Best Practices in Deep Learning and the Art of Research Management
Best Practices in Deep Learning and the Art of Research Management

Abstract: 

The participant will be provided with insights and guidance on how to use experiment management from research to production.

In this workshop, we share our experience from numerous deep learning projects. We will discuss topics such as hyperparameter optimization search, data biases, diminishing returns of annotated data and productive use of an experiment management platform.
In addition, we will dedicate the majority of the workshop to hands-on training using Trains - a free open-source experiment manager for machine learning and deep learning projects.

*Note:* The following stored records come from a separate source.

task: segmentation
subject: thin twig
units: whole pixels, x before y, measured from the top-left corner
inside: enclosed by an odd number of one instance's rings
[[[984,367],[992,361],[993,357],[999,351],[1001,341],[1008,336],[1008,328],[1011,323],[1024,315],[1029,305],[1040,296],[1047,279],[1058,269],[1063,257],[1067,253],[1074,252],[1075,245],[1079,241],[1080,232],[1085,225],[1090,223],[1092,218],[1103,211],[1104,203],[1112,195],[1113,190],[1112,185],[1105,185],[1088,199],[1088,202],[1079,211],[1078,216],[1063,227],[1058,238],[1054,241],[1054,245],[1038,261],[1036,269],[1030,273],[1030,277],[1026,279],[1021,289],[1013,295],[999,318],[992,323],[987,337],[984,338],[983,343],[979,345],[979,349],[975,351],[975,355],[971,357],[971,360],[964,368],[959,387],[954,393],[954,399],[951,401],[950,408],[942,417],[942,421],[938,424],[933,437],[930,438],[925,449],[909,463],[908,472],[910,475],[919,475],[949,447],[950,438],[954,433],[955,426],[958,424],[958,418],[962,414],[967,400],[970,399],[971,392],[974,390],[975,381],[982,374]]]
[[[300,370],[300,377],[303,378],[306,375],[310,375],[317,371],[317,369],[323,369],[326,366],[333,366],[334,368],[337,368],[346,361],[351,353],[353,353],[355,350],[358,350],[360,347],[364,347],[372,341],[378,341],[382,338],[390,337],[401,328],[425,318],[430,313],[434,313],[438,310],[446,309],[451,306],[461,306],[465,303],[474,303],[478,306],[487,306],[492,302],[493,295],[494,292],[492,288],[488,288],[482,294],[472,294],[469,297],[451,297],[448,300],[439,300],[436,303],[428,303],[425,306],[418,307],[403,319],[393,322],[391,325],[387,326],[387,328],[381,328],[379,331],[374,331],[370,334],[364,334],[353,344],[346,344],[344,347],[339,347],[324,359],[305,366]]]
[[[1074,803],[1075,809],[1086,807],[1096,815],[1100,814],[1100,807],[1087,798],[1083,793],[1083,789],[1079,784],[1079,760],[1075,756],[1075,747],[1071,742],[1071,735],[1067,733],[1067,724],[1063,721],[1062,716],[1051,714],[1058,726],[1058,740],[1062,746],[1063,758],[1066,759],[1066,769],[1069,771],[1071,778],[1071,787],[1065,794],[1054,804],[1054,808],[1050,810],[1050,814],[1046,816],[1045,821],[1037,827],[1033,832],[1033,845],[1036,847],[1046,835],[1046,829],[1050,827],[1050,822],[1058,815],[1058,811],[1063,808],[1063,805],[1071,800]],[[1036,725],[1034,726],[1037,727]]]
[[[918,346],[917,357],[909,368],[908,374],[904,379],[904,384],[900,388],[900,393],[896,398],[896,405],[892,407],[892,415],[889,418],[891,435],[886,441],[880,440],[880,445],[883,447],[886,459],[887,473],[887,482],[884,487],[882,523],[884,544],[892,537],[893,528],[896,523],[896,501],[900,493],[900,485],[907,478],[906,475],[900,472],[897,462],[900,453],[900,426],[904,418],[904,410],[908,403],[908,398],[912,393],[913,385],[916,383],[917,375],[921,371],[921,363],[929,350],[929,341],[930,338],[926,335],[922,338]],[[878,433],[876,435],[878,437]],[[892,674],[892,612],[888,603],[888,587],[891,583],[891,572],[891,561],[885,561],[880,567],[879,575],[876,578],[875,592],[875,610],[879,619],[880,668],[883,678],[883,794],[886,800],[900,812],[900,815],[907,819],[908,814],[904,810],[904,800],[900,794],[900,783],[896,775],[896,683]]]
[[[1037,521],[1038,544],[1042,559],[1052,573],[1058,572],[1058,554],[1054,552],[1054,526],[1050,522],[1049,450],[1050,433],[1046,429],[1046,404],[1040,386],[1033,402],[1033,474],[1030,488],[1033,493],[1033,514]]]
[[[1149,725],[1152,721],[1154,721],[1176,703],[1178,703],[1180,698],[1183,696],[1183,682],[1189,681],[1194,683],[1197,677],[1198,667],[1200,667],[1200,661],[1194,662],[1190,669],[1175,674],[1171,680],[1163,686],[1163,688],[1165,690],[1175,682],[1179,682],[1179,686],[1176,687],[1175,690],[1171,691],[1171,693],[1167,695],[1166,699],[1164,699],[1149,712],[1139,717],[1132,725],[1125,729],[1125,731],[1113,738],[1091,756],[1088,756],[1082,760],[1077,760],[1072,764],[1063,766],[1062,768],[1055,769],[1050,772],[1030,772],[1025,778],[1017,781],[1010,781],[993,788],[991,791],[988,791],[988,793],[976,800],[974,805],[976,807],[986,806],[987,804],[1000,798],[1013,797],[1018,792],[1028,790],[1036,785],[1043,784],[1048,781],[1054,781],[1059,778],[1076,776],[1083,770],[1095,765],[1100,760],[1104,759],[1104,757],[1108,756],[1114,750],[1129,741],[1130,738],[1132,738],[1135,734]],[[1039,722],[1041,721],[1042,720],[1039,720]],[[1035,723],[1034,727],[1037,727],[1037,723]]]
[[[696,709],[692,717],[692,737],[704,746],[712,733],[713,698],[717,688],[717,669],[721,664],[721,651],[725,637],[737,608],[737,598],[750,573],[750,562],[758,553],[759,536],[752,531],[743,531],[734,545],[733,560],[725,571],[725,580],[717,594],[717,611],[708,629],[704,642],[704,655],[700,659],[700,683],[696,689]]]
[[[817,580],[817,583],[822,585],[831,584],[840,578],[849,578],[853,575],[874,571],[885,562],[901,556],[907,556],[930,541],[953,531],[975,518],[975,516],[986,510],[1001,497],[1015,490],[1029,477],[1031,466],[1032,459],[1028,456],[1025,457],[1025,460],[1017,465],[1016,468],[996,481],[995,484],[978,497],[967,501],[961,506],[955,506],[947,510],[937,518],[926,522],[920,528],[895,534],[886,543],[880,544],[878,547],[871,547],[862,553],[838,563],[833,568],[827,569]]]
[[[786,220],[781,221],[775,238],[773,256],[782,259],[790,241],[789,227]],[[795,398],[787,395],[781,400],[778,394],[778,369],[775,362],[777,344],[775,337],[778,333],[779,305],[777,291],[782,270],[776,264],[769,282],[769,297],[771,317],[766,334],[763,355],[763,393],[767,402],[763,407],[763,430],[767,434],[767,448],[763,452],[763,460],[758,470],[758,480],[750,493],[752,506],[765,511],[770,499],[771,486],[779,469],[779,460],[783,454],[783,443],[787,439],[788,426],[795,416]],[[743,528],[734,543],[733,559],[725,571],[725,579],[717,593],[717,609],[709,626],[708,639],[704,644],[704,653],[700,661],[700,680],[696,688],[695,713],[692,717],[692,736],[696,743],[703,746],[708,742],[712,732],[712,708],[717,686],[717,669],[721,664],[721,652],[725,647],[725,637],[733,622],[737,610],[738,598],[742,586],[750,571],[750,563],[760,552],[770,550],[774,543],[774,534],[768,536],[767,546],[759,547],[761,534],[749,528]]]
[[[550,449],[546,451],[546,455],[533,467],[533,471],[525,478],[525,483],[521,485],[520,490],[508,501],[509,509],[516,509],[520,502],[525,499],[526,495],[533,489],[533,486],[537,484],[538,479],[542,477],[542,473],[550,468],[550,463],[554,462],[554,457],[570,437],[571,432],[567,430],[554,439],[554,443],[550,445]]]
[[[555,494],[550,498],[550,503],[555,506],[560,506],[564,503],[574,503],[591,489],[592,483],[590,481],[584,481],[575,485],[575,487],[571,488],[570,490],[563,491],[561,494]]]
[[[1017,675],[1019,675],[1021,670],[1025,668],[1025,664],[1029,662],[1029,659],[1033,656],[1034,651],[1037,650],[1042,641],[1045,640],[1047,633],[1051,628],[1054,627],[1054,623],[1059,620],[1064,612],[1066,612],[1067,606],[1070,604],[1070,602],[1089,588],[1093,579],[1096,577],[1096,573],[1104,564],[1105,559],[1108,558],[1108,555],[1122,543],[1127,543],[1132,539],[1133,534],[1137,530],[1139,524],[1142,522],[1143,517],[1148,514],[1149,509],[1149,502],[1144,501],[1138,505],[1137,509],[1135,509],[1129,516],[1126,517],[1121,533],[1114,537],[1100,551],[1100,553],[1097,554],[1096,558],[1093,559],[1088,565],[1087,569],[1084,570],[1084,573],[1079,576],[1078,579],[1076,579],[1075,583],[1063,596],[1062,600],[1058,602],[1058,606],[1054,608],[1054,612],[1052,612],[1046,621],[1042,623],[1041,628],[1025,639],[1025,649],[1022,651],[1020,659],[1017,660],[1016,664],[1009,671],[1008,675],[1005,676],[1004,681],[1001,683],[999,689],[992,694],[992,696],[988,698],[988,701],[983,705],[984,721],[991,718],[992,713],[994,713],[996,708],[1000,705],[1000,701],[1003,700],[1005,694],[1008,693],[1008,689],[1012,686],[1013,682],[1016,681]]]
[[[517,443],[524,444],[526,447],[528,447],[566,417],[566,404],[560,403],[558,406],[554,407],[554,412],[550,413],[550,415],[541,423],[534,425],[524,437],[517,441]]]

In this section, we will cover the following topics:
*Introduction to Trains - Installing and using trains and trains-agent,
*Advanced use of Trains - Experiments artifacts and hyperparameter search,
*From research to production with Trains - Managing the full life cycle of your project.

Setup:
Allegro Trains (Allegro Trains, open-source & free)
https://allegro.ai

Bio: 

Moses is a computer vision & deep learning guru and a serial entrepreneur. Moses has more than 20 years of experience making visionary technologies a reality. Prior to Allegro AI, Moses co-founded several start-ups in the computer vision and embedded processing spaces. Moses is an alum of the IDF’s most elite technology unit, has 40 patent and patent applications and 5 academic publications in his name. Moses holds an M.Sc. Cum Laude from Tel Aviv University in Computer Science.